Algerian Author Mohammed Dib

Born in the western Algerian town of Tlemcen in 1920, Mohammed Dib discovered his talent for expressing himself through the written word at a young age and went on to contribute significantly to the literary heritage of his home country. While being proficient in various styles of writing, Mohammed Dib favored poetry, a genre he had embraced since he was 15 years old.

His semi-autobiographical trilogy centering on the lives of a large Algeria family did much to introduce the Algerian way of life to a wider audience, particularly French-speaking society, the language in which the books were written. Published in 1952, La grande maison was both Dib’s debut novel, and the first book in the trilogy. The book tells the story of a young boy named Omar, who experienced extreme poverty when growing up in the years prior to World War II. The second book in the Algerian trilogy was published in 1954, the same year that the Algerian revolution broke out. Named L’Incendie, the book details Omar’s life during World War II, with the final book, Le Métier à tisser focusing on Omar’s adult life in Algeria. The trilogy is written in the naturalistic style associated with French writer Emile Zola, while Dib’s later works featured surrealistic elements such as science fiction in his 1962 novel Qui se souvient de la mer.

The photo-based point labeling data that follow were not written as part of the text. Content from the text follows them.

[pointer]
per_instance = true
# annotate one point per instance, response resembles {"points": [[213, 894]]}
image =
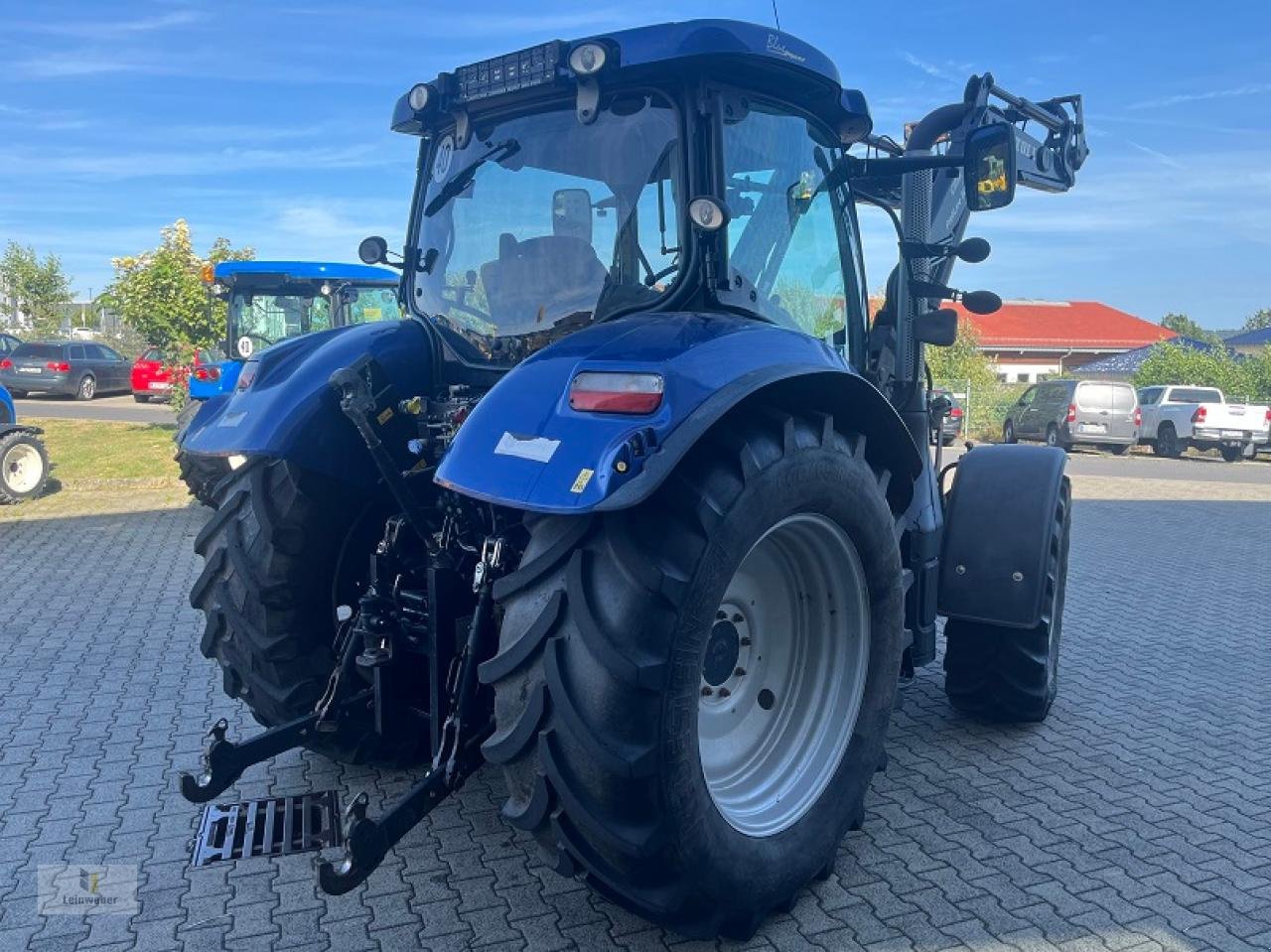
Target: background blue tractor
{"points": [[271, 302], [638, 504], [23, 458]]}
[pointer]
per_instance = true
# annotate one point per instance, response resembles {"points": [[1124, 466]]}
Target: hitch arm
{"points": [[368, 840], [225, 760]]}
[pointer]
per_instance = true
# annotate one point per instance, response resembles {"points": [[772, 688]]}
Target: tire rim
{"points": [[22, 468], [783, 675]]}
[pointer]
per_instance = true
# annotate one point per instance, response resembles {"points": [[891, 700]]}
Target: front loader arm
{"points": [[1048, 163]]}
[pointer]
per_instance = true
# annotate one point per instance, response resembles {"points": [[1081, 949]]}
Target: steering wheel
{"points": [[467, 308], [255, 336]]}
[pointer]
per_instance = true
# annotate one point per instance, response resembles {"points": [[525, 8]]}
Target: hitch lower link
{"points": [[223, 761], [367, 840]]}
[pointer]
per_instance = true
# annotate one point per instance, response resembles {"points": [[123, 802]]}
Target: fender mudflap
{"points": [[998, 530]]}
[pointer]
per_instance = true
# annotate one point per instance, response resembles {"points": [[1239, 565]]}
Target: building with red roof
{"points": [[1035, 340]]}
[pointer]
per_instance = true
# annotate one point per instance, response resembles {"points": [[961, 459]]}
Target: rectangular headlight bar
{"points": [[529, 68]]}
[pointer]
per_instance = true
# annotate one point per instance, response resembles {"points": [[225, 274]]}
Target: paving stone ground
{"points": [[1136, 817]]}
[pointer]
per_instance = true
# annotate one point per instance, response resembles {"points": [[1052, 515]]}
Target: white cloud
{"points": [[100, 30], [1160, 157], [1202, 95], [930, 68], [221, 162]]}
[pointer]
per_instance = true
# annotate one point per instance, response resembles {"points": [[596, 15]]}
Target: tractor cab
{"points": [[676, 168], [276, 300]]}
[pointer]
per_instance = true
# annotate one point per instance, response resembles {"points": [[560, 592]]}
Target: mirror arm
{"points": [[852, 167]]}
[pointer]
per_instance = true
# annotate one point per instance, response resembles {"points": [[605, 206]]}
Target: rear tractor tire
{"points": [[1012, 674], [199, 472], [691, 696], [271, 556], [23, 467]]}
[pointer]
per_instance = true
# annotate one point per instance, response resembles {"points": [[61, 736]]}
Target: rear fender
{"points": [[290, 412], [525, 448], [223, 383]]}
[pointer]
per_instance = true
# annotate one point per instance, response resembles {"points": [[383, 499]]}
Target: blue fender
{"points": [[524, 447], [223, 383], [289, 411]]}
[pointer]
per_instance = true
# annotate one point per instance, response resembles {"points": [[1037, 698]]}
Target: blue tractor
{"points": [[636, 506], [271, 302], [23, 458]]}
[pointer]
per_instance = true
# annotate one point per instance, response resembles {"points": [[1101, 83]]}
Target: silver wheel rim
{"points": [[773, 731], [22, 468]]}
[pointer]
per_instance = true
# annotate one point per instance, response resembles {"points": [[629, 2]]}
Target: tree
{"points": [[1175, 363], [162, 295], [962, 361], [1185, 326], [1258, 321], [37, 288]]}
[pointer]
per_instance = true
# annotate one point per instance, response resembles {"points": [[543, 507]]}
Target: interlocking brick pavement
{"points": [[1136, 817]]}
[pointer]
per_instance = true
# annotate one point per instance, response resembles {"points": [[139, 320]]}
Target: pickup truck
{"points": [[1177, 417]]}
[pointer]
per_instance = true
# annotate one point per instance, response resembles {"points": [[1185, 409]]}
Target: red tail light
{"points": [[616, 391]]}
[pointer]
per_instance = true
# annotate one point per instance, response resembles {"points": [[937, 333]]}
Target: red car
{"points": [[153, 374]]}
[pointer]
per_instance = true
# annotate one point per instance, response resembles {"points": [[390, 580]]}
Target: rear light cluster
{"points": [[609, 391]]}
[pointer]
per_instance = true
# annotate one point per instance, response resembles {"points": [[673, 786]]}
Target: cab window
{"points": [[784, 235]]}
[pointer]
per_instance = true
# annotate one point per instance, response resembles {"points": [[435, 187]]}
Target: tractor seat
{"points": [[535, 282]]}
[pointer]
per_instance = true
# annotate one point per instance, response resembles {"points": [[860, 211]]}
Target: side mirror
{"points": [[937, 327], [373, 250], [571, 212], [989, 167]]}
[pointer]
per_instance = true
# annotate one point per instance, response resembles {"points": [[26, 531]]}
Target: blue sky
{"points": [[267, 122]]}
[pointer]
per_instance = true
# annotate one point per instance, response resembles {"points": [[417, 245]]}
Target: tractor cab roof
{"points": [[262, 272], [755, 58]]}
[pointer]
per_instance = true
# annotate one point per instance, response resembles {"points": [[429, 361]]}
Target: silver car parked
{"points": [[1066, 412]]}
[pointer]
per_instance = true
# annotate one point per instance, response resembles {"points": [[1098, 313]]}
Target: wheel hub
{"points": [[22, 468], [783, 672], [722, 652]]}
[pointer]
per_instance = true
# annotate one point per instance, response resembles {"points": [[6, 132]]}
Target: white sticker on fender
{"points": [[535, 448]]}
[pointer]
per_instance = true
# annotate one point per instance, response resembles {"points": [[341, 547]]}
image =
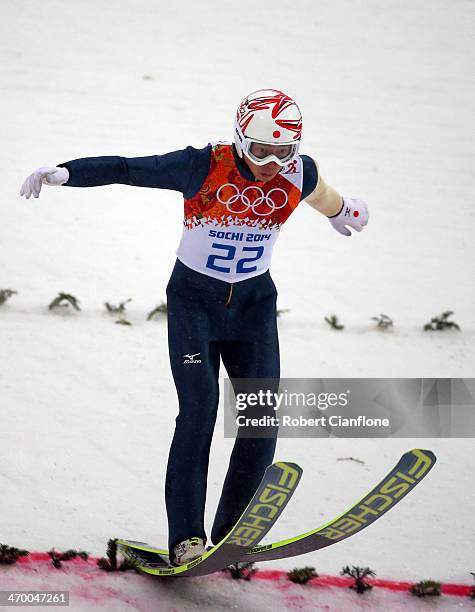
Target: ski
{"points": [[401, 480], [412, 467], [274, 492]]}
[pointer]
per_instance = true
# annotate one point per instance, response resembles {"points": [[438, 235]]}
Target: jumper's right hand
{"points": [[47, 175]]}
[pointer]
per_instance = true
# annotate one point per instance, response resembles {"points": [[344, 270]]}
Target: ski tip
{"points": [[427, 452], [288, 465]]}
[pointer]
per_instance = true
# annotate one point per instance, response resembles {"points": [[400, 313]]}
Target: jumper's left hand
{"points": [[354, 213]]}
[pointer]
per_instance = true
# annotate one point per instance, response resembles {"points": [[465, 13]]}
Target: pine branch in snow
{"points": [[63, 300], [6, 294], [302, 575], [441, 322], [241, 570], [110, 564], [333, 322], [384, 322], [426, 588], [358, 574], [10, 555], [116, 309]]}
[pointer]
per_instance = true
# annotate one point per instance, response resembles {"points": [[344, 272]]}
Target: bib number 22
{"points": [[242, 265]]}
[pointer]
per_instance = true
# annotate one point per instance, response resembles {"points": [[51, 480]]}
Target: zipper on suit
{"points": [[229, 295]]}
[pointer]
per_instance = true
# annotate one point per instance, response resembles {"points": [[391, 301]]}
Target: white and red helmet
{"points": [[268, 117]]}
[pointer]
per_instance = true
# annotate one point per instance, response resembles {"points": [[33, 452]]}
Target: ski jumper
{"points": [[221, 304]]}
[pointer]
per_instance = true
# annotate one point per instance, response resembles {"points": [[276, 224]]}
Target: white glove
{"points": [[354, 213], [47, 175]]}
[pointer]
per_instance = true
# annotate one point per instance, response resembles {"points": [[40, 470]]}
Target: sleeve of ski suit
{"points": [[183, 170], [323, 197]]}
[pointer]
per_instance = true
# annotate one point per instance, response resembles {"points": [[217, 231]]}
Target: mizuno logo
{"points": [[191, 358]]}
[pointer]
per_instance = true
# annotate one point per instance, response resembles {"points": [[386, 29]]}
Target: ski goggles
{"points": [[262, 153]]}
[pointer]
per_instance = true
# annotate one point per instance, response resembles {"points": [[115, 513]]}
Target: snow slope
{"points": [[87, 407]]}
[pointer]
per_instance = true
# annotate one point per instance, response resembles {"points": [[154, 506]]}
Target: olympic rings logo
{"points": [[247, 200]]}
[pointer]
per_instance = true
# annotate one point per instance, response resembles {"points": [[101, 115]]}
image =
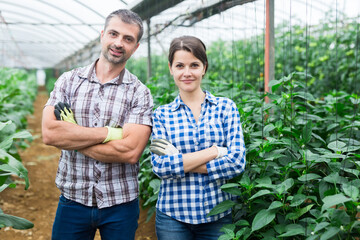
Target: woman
{"points": [[197, 145]]}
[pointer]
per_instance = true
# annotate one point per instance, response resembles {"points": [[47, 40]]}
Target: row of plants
{"points": [[303, 165], [318, 50], [18, 90], [303, 159]]}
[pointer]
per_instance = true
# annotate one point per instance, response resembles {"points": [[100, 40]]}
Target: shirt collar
{"points": [[208, 98], [88, 72]]}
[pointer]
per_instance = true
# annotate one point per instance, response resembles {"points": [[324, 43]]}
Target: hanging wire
{"points": [[21, 54], [307, 32]]}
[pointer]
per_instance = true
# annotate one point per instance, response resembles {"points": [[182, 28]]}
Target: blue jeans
{"points": [[76, 221], [168, 228]]}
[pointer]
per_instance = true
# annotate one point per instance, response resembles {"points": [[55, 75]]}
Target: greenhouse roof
{"points": [[41, 33]]}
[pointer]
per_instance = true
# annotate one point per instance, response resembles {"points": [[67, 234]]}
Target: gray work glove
{"points": [[63, 112], [222, 151], [163, 147]]}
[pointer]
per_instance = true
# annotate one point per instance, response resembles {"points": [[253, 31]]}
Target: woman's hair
{"points": [[189, 44], [129, 17]]}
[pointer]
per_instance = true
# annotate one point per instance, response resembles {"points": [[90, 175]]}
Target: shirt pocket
{"points": [[215, 132]]}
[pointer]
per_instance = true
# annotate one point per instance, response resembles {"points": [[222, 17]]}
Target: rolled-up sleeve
{"points": [[234, 162], [167, 166]]}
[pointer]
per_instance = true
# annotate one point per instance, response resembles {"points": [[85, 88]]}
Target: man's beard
{"points": [[113, 59]]}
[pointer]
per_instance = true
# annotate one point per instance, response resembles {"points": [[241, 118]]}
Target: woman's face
{"points": [[187, 71]]}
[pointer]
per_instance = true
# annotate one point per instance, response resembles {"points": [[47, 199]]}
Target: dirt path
{"points": [[38, 204]]}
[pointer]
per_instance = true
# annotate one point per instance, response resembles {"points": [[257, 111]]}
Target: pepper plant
{"points": [[17, 93], [303, 166]]}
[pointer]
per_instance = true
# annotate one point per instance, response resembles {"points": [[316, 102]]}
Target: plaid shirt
{"points": [[189, 197], [122, 100]]}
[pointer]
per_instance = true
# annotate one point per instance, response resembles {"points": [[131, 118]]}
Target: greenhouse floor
{"points": [[38, 203]]}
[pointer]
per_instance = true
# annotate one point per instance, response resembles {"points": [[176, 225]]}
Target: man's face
{"points": [[119, 41]]}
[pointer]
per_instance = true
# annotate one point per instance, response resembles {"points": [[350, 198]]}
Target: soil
{"points": [[38, 204]]}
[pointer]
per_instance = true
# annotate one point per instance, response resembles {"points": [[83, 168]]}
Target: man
{"points": [[102, 137]]}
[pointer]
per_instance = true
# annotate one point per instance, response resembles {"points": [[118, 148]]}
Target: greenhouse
{"points": [[287, 140]]}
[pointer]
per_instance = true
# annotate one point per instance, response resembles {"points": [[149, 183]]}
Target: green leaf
{"points": [[14, 222], [351, 191], [298, 200], [332, 231], [260, 193], [337, 146], [4, 124], [293, 230], [309, 177], [284, 186], [12, 165], [242, 222], [321, 226], [7, 142], [275, 205], [262, 218], [307, 132], [334, 200], [221, 207], [298, 213]]}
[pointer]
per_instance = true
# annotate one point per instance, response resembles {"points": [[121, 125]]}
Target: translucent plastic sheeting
{"points": [[40, 33]]}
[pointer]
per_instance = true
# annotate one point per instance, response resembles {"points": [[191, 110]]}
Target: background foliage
{"points": [[302, 174], [18, 90]]}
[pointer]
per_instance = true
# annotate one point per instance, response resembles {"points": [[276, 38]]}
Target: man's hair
{"points": [[129, 17]]}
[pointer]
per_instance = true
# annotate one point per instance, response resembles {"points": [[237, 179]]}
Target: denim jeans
{"points": [[76, 221], [168, 228]]}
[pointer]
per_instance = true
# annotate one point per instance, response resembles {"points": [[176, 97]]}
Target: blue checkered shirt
{"points": [[189, 197]]}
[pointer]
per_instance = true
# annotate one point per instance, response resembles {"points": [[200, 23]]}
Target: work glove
{"points": [[113, 134], [162, 147], [63, 112], [222, 151]]}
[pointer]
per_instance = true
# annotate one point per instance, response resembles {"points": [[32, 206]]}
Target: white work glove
{"points": [[162, 147], [113, 134], [222, 151]]}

Having started his working career as a teacher in the Moroccan town of Oujda at the age of 18, Dib worked at a variety of jobs including that of an interpreter and journalist. He also attended the University of Algiers during this time, where he studied literature. He married a French woman in 1952, and that same year joined the Algerian Communist Party and visited France. When he was expelled from Algeria by the French authorities in 1959 for his role in supporting Algerian independence, with the help of fellow writers he obtained permission to stay in France. In the following years he taught at the University of California at Los Angeles and served as a professor at the famed Sorbonne in Paris. He also traveled to and from Finland a number of times, and that country became the setting for a few of his later novels, some of which are also said to be semi-autobiographical.

When Mohammed Dib died at La Celle-Saint-Cloud near Paris on May 2, 2003 the French Culture Minister at the time, Jean-Jacques Aillagon paid tribute to the talented novelist and poet, noting that he had been a “spiritual bridge between Algeria and France”. Certainly his writings are recognized as having great literary value in Algeria and beyond its borders.